I think that was why Dad was such a kid at Christmas. When he WAS a kid, there wasn’t much of one.
I think that was why Dad wanted to make it last as long as possible. He made us stand back in the hallway on Christmas morning as long as he could, to make it last longer. I think he also knew that the anticipation is the best part.
Dad had his faults. Who among us doesn’t? Some of his faults were pretty bad, too. But whatever they were, they disappeared at Christmastime, because at Christmastime, he became a little kid with the rest of us.
This meant Mom had the burden of being the planning adult, but we didn’t realize any of the family politics at the time. And that, too, was as it should be.
When Dad died, Tim and I took all the dozens and dozens for reels of 8mm film and had them made into VHS tapes for all of us. The tapes even had a soundtrack. They were wonderful. He’s working now on transferring everything to DVD, and after that, I suppose whatever technology rears its awesome head.

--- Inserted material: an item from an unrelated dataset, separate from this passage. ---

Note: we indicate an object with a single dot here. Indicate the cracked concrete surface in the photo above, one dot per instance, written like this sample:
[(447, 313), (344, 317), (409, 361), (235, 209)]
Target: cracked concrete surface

When I look at those early tapes, I see my parents, younger than my children, looking for all the world like a couple of teenagers, pretending. Except that they weren’t pretending, they really were a couple of early twenty-somethings who were in charge of our house. It’s almost incomprehensible.
Tomorrow is Christmas Eve Day, my favorite day of the year, more favorite even than Christmas Day or Christmas Eve night. Christmas Eve day is a day of action, of baking and last-minute cleaning, of waiting for my children to arrive home, of delivering homemade bread to my aunts and to my cousins and to friends. On Christmas Eve day, the house smells like baking bread and cinnamon and vanilla, and the aromas do not come from candles.
On Christmas Eve night, the preparations and planning cease and the participation and celebration begins. But for me, the real fun of Christmas is these few days right before, because I love the preparation and the planning and most of all, the anticipation. Maybe this is because, even while standing in my new pajamas behind the door in the little hallways with my sisters and my brother, prancing with excitement, I really relished the ‘it’s all still before us’ thing, without realizing what it was.
Now. Slow motion. Four kids in new pajamas running into a magical room where only a few hours before, Santa Claus had been. Christmas dollies, smelling of new untouched plastic. The new-dolly smell is every bit as good as new-car smell!!! Stockings, always with an orange in the bottom because Santa cared about our health, but really to take up a lot of room. Slow motion, because our memories so often are. That’s why movie flashbacks sometimes begin in slow motion. When Dad would bring out the 8mm projector and start showing films, it was a genuinely thrilling thing. That was US, up there on the glittery screen! Watching those films helped prime our memories.
Nowadays, a child’s entire life is on film, but back then, only “moments” were filmed.
Real life goes FAST. Let’s all try to see it clearly the first time around, so we don’t have to see only in memory’s slow motion what we should have seen as it happened. Every second is a “moment.” Look at each other and what’s happening so you can remember; let that library of videos be a memory-primer, not a file cabinet of toilet training.
Merry Christmas, dear precious Blog-friends. Merry Christmas, and may your lives be full of wonder and enchantment on this day, and always.